Permanent Olympic host cities give the IOC more space for positive changes. Host cities will have more time for preparation, as the construction will not be such a priority as it is now. Organizers will have even more time to focus on the quality of the event. Each continental NOC taking part at the games could have a possibility to participate in the preparation of the games. Though the national dimension of the games would be decreased, the games will receive more opportunities to be presented as a global celebration of mankind and Olympic values in the spirit of cooperation. This could diminish or eliminate the negative effects of nationalism and demonstrations of power.

The IOC still declares that the games are organized especially for the athletes. However, history exemplifies a different experience. Distances between the venues use to be sometimes unbearable and their quality is not always in consent of sports federations. Athletes usually do not care about the host city, where the event takes place. Their priority is the performance at the games and quality of the conditions they will experience at the event itself.
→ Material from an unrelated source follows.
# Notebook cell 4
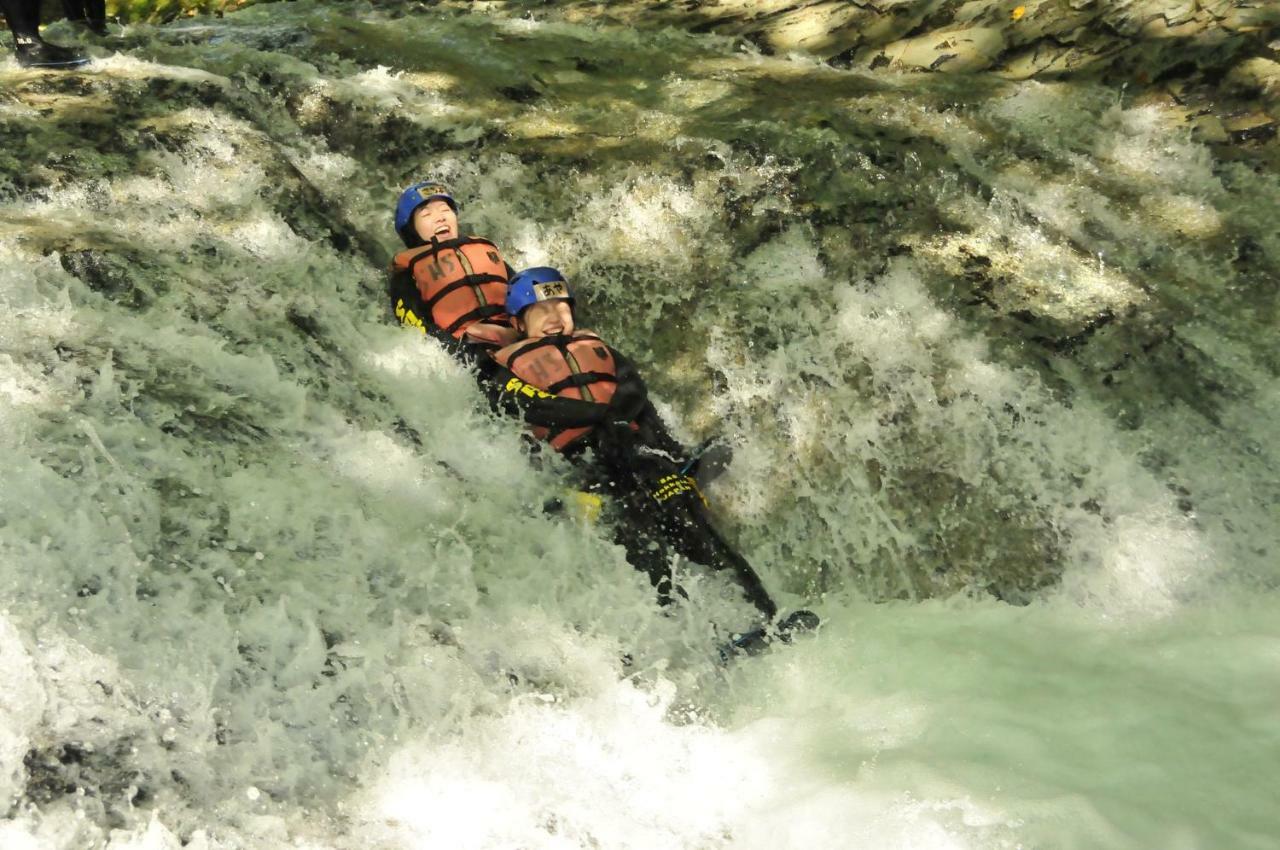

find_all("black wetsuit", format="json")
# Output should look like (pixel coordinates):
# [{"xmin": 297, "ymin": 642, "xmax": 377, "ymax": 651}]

IOC member Richard Pound noticed in his book “Inside the Olympics” that the choice of the host city is often not a matter of quality conditions, but rather a matter of where the wives of the IOC members want to go shopping. He confirmed with this statement that there are enough of those within the movement and among the games participants, for which travelling and sightseeing for their own amusement is still a higher priority than the price being paid for such a hobby.

Modesty could lead to more sustainable events
Sustainability of the event would be increased with permanent host cities even more than it is today. The world simply does not need more ski jumps, toboggans, velodromes, etc. Taking long-term perspective, it is simply not acceptable. The environmental ambitions and responsibility that the IOC declares could simply be achieved through its own modesty and self-control, so it will not support further construction and environmental impacts. The IOC′s argument that it helps promotion and development of sport in a country is not necessarily a sound one. This goal can be achieved through the creation of projects much smaller and less costly than the Olympic Games and with more effectiveness.

The potential of the games in terms of urban transformation and revitalization of host cities is obvious and it is often presented as one of its most important benefits. Unfortunately , in reality, it is the gentrification that often hides behind this popular label. The Olympic parks in Beijing 2008, London 2012 and Rio 2016 are typical results exemplifying this process. Evictions of low income residents, loss of jobs, or decreased availability of affordable housing could be potentially avoided with permanent host cities. In fact, they should be avoided anyway, considering the IOC′s popular motto “Celebrate humanity”. It seems superficial, talking about humanity and witnessing those situations.

In addition, the scope of urban projects related to the games always exceeds the needs of local communities. The last example of the Boston 2024 bid declares that the needs of city residents have little common with an 80,000 seat stadium even in a demountable mode. The people in Boston simply refused to support a single financially demanding project, because they expect from their city representatives the development of more, smaller and cheaper projects directly focused on the improvement of their living conditions. History and the Bostonian example show that the specifics of certain sport venues still represent a burden to host cities and remain “an inevitable evil” that they do not need to build, nor for which they could seek solutions for post-Olympic use.

The Olympic Games simply do not need more venues and the IOC, through the adoption of the Agenda 2020, is aware of that. Through the selection of permanent Olympic host cities it would bring its intentions even more precisely into reality.